Type or scan (via barcode scanner keyboard-wedge) a tracking ID into the lookup bar and press Enter or click Lookup.
- On desktop: click + New session to get a 6-letter code
- On mobile: open the same
index.html, enter the code, or scan the QR code shown in the sidebar
| Column | Required | Notes |
|---|---|---|
trackingId |
✅ | Raw tracking ID string, any format |
merchant |
✅ (can be blank) | Merchant/seller name — used for Layer 2 |
warehouse |
✅ | Target label, e.g.

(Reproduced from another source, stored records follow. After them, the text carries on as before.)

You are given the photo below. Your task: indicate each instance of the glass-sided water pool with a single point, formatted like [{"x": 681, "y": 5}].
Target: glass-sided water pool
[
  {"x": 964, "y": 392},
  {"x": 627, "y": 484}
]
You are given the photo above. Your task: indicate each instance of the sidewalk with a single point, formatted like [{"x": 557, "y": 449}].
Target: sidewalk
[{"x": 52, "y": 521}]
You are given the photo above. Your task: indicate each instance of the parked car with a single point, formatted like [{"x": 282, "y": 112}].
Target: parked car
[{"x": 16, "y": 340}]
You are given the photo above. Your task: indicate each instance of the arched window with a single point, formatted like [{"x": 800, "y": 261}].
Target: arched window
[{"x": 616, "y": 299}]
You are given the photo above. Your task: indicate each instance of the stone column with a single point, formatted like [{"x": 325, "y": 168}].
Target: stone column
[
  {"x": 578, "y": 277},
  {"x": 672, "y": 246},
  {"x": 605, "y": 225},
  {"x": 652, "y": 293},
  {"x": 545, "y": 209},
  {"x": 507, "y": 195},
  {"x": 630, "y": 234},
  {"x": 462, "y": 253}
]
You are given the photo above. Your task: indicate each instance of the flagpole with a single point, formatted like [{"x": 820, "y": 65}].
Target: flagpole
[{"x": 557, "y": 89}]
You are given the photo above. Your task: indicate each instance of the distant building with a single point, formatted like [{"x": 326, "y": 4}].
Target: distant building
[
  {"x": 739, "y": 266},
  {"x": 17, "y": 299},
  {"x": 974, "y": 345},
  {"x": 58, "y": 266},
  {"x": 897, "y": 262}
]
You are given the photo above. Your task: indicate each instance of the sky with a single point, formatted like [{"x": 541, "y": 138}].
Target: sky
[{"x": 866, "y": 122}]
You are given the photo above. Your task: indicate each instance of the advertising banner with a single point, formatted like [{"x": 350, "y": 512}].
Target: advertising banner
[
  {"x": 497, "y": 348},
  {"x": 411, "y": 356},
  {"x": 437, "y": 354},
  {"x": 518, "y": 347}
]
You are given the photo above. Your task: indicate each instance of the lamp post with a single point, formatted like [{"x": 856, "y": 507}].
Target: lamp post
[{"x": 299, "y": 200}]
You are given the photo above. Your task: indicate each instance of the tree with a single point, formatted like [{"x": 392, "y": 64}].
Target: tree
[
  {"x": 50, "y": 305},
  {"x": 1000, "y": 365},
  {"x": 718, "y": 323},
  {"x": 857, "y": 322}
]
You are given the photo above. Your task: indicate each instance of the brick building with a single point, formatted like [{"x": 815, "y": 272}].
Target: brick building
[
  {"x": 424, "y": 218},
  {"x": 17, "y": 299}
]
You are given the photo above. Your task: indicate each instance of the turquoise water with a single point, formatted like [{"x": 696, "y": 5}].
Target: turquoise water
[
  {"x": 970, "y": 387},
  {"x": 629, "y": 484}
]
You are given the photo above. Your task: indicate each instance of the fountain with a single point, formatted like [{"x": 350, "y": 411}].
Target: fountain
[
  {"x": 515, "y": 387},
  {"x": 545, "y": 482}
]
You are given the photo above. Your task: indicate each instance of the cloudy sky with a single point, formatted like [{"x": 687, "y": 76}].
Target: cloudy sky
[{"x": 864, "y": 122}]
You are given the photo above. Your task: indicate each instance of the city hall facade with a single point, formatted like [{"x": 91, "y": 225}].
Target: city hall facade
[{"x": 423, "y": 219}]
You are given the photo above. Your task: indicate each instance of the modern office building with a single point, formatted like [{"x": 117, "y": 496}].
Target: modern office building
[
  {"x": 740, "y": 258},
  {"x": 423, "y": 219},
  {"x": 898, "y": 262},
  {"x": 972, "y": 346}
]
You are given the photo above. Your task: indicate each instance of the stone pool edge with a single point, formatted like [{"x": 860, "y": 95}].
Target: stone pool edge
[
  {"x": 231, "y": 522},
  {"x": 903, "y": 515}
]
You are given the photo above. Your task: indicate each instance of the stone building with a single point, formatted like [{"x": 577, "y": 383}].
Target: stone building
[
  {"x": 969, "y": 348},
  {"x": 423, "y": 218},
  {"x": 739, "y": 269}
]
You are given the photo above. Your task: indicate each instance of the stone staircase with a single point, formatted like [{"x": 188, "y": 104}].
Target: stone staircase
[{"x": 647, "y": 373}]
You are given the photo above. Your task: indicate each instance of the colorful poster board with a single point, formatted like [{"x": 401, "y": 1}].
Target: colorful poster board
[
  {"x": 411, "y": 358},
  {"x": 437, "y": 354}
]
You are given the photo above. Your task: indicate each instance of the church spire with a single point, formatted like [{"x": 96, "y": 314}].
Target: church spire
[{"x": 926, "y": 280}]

BER3, POZ1, POZ2 |
- Quoted fields and embedded commas are handled correctly
- Header row is optional but recommended
- Minimum 5 rows required to train GBT; fewer rows train stat layers only
| Component | Technology |
|---|---|
| UI framework | Vanilla HTML/CSS/JS (no framework) |
| Fonts | JetBrains Mono, Syne (Google Fonts) |
| P2P networking | PeerJS 1.5.4 over WebRTC |
| QR code generation | qrcodejs 1.0.0 |
| ML engine | Custom pure-JS GBT implementation |
| Storage | In-browser (Blob + FileReader); model exported as .json |
| Runtime dependencies | Zero (ML, UI, session logic all self-contained) |
┌─────────────────────────────────────────────────────────────┐
│ index.html │
│ │
│ ┌──────────────┐ ┌──────────────────────────────────┐ │
│ │ CSV Upload │───►│ Training Pipeline │ │
│ └──────────────┘ │ parseCsv → buildRuleStats │ │
│ │ buildMerchantStats │ │
│ ┌──────────────┐ │ buildNGramStats │ │
│ │ Model Load │ │ trainGbtModel → saveModel │ │
│ │ (.json) │ └──────────────┬───────────────────┘ │
│ └──────┬───────┘ │ │
│ │ ┌──────────────▼───────────────────┐ │
│ └───────────►│ In-Memory Model State │ │
│ │ ruleStats, merchantStats │ │
│ │ pureMerchants, mixedMerchants │ │
│ │ gbtModel[], gbtClasses[] │ │
│ └──────────────┬───────────────────┘ │
│ │ │
│ ┌──────────────┐ ┌──────────────▼───────────────────┐ │
│ │ Tracking ID │───►│ hybridPredict(id, merchant) │ │
│ │ Input │ │ Layer 1 → Layer 2 → Layer 3 │ │
│ └──────────────┘ └──────────────┬───────────────────┘ │
│ │ │
│ ┌──────────────┐ ┌──────────────▼───────────────────┐ │
│ │ Result UI │◄───│ { warehouse, confidence, │ │
│ │ + Session │ │ resolvedBy, layerDetails } │ │
│ │ Broadcast │ └──────────────────────────────────┘ │
│ └──────────────┘ │
│ │
│ ┌───────────────────────────────────────────────────────┐ │
│ │ PeerJS Session Layer (WebRTC) │ │
│ │ Host ◄──────────────────────────────► Scanner(s) │ │
│ └───────────────────────────────────────────────────────┘ │
└─────────────────────────────────────────────────────────────┘
| Browser | Support |
|---|---|
| Chrome / Edge (v90+) | ✅ Full support |
| Firefox (v88+) | ✅ Full support |
| Safari (v15+) | ✅ Full support |
| Mobile Chrome/Safari | ✅ Full support |
WebRTC (PeerJS sessions) requires an internet connection to the STUN/signalling server on first connect, but all ML inference works fully offline.
MIT License — free to use, modify, and distribute.